Big Characters in The Big Apple

When I visited New York City at about ten-years-old I needed to see as many locations related to the Marvel universe as possible. (Yes, I was- and am- a big geek. Moving on.) I made my own very, very simple Spider-Man Tour check-list of the real-world local inspirations for Marvel universe events, which I still have! (Okay I am a very, very sentimental big geek. Moving on.)

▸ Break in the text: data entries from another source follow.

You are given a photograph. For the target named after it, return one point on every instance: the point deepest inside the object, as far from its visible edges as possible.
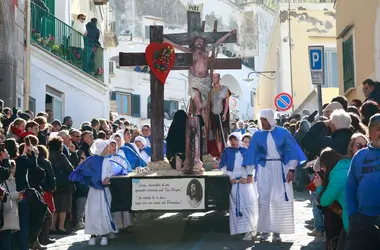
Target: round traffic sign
(283, 101)
(233, 102)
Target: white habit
(97, 214)
(122, 219)
(276, 215)
(247, 198)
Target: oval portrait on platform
(194, 193)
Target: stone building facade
(12, 51)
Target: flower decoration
(99, 71)
(162, 59)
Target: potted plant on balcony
(99, 73)
(100, 2)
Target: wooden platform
(171, 173)
(217, 187)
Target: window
(123, 103)
(32, 104)
(331, 69)
(147, 31)
(136, 107)
(170, 107)
(348, 64)
(126, 104)
(55, 104)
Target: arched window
(170, 107)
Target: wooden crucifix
(183, 61)
(200, 74)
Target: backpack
(61, 177)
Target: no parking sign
(283, 101)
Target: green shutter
(112, 95)
(49, 19)
(135, 109)
(348, 64)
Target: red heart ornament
(161, 59)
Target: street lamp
(272, 75)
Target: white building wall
(83, 97)
(62, 11)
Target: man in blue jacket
(362, 193)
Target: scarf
(228, 157)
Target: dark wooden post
(157, 104)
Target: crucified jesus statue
(199, 78)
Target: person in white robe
(98, 212)
(123, 220)
(274, 154)
(145, 151)
(79, 30)
(243, 210)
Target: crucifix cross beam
(156, 90)
(195, 29)
(182, 61)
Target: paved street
(197, 232)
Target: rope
(284, 181)
(113, 225)
(238, 212)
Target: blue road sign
(283, 101)
(316, 60)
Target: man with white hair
(315, 140)
(241, 128)
(96, 172)
(274, 155)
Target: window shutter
(147, 32)
(136, 106)
(112, 95)
(348, 64)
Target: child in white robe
(145, 151)
(243, 201)
(123, 219)
(98, 214)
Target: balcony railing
(58, 38)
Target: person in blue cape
(145, 151)
(362, 193)
(275, 154)
(130, 151)
(121, 164)
(96, 172)
(243, 200)
(123, 219)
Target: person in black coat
(29, 174)
(315, 139)
(39, 10)
(176, 138)
(91, 43)
(338, 140)
(48, 186)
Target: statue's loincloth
(203, 85)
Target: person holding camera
(29, 174)
(362, 194)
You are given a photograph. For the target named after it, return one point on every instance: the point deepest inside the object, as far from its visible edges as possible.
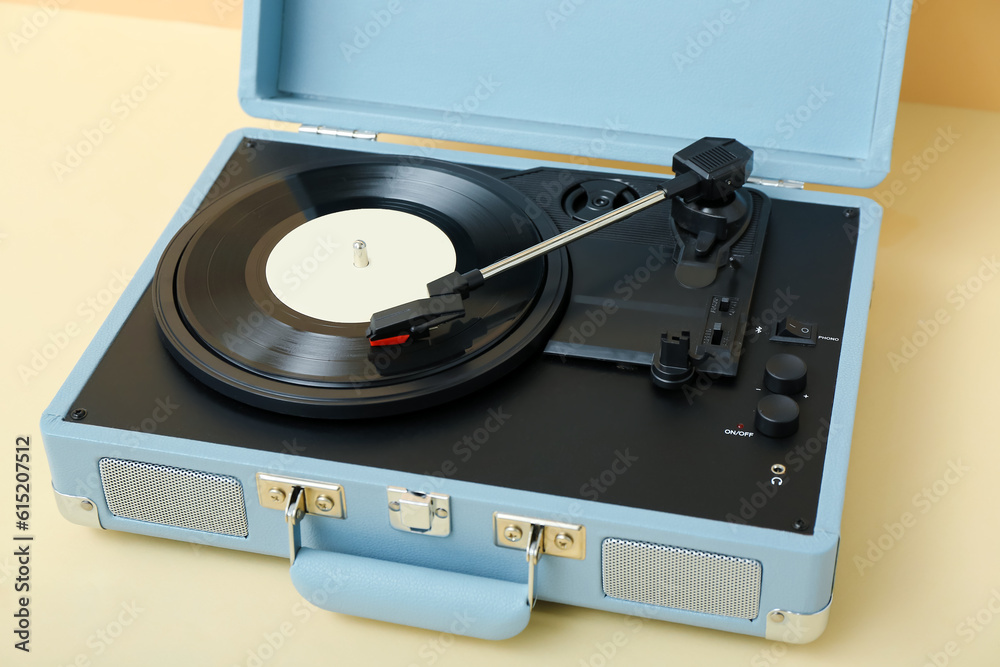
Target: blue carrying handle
(460, 604)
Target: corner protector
(78, 509)
(796, 628)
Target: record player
(446, 385)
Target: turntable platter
(227, 316)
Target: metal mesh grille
(681, 578)
(174, 496)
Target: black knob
(672, 365)
(785, 374)
(777, 416)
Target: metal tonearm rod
(709, 169)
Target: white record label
(312, 269)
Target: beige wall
(953, 57)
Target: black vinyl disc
(220, 319)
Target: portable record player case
(817, 103)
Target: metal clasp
(538, 537)
(298, 497)
(422, 513)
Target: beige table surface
(66, 237)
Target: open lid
(812, 87)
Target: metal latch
(538, 537)
(337, 132)
(423, 513)
(298, 497)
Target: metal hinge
(777, 182)
(538, 537)
(337, 132)
(298, 497)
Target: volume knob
(785, 374)
(777, 416)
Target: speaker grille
(681, 578)
(174, 496)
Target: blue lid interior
(811, 87)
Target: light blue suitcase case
(811, 87)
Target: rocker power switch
(791, 330)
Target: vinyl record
(234, 321)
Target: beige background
(62, 241)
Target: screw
(512, 533)
(563, 541)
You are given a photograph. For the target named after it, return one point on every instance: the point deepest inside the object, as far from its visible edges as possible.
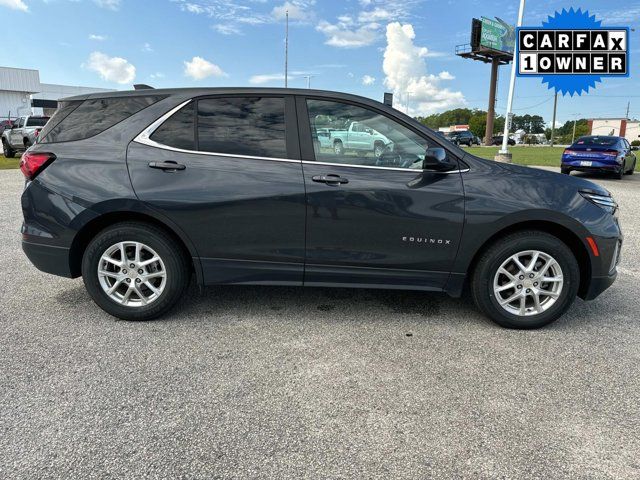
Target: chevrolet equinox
(139, 191)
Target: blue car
(600, 154)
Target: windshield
(597, 142)
(37, 121)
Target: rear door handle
(170, 166)
(330, 179)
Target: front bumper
(48, 258)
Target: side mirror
(436, 159)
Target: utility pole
(504, 154)
(309, 77)
(553, 123)
(286, 52)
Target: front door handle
(330, 179)
(169, 166)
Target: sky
(364, 47)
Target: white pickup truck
(22, 134)
(356, 137)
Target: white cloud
(227, 29)
(198, 68)
(112, 69)
(368, 80)
(110, 4)
(407, 76)
(342, 36)
(15, 5)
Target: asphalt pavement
(266, 382)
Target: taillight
(32, 163)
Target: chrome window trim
(144, 138)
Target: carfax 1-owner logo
(572, 51)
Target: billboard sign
(498, 35)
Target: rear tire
(7, 151)
(161, 283)
(555, 260)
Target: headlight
(606, 202)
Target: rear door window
(244, 126)
(37, 121)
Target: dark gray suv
(138, 192)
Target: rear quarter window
(94, 116)
(178, 131)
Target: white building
(16, 87)
(21, 93)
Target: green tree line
(477, 121)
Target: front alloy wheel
(528, 283)
(525, 280)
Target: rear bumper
(599, 285)
(48, 258)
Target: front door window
(352, 135)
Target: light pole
(504, 154)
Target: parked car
(356, 137)
(498, 139)
(5, 124)
(600, 154)
(139, 191)
(22, 134)
(462, 138)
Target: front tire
(526, 280)
(7, 151)
(135, 271)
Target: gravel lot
(259, 382)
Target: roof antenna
(286, 53)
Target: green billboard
(497, 35)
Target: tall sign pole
(491, 111)
(504, 154)
(286, 53)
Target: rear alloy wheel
(134, 271)
(526, 280)
(633, 169)
(619, 175)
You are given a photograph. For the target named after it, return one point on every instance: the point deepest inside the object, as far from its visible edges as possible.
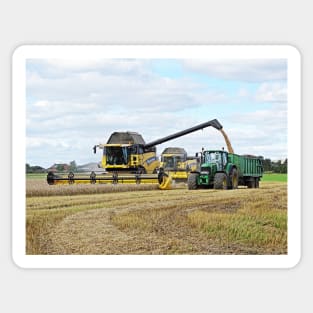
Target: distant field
(36, 176)
(275, 177)
(140, 219)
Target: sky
(72, 105)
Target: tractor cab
(215, 158)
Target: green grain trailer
(222, 170)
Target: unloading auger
(128, 159)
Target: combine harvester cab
(128, 159)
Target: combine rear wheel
(220, 181)
(192, 181)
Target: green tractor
(220, 169)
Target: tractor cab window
(216, 157)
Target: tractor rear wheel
(234, 179)
(192, 181)
(220, 181)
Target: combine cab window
(117, 155)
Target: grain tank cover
(126, 138)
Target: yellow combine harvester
(126, 158)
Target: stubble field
(140, 219)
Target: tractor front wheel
(220, 181)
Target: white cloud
(250, 70)
(271, 92)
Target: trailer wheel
(192, 181)
(220, 181)
(234, 179)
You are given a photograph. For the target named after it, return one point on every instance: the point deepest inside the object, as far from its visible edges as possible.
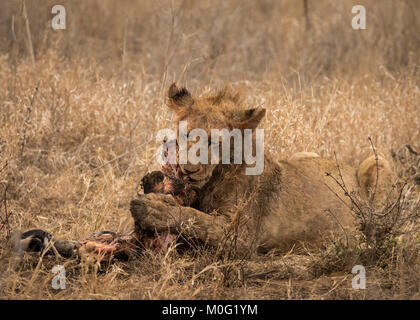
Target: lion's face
(223, 110)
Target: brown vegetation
(78, 127)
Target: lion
(292, 202)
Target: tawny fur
(290, 203)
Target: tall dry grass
(78, 129)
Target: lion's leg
(160, 213)
(370, 188)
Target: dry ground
(78, 127)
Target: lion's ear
(179, 99)
(251, 118)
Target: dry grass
(78, 130)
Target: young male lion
(291, 202)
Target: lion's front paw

Apparently I wasn't alone. Among the great revelations of the "New York, The Super-City: Superheroes in New York" panel held about two months ago on March 9th by the Center for Independent Publishing and sponsored by GraphicNovelReporter.com was the discovery that yes, even professional comics historians think about such 'geeky' things. I was delighted to learn that noted comics historian Gene Kannenberg Jr. had the same thought as I did upon visiting the Brooklyn Bridge for the first time:

'wow... that's where Gwen Stacy died'

But this panel discussion was about more than the inner-thoughts I share with professional comics historians, it was about the wonderful inter-textual waltz between reality and fiction that superhero comics (really, all comics and all art) have been dancing since as long as they've existed. Urban centers seem to have held especial fascination to visual storytellers since the turn of the Twentieth Century. And there ain't nowhere as urban as The Big Apple.

The event was part of a series on "Labor, Landmarks, & Literature" covering "the way comics' creators used New York City as a setting an inspiration, and even a character in their works". New York City's influence on the cultural imagination of the country at large is, of course, monumental. We've all known this for years thanks to the film world's heavy use of the city as locus for story after story (as I write these words, I'm sitting in on a friend's NYC movie shoot). But the use of The Big Apple as the inspiration and setting for stories in the comics medium has gotten comparatively smaller attention and this is what Peter Gutierrez's (@Peter_Gutierrez) wonderful evening panel helped to rectify.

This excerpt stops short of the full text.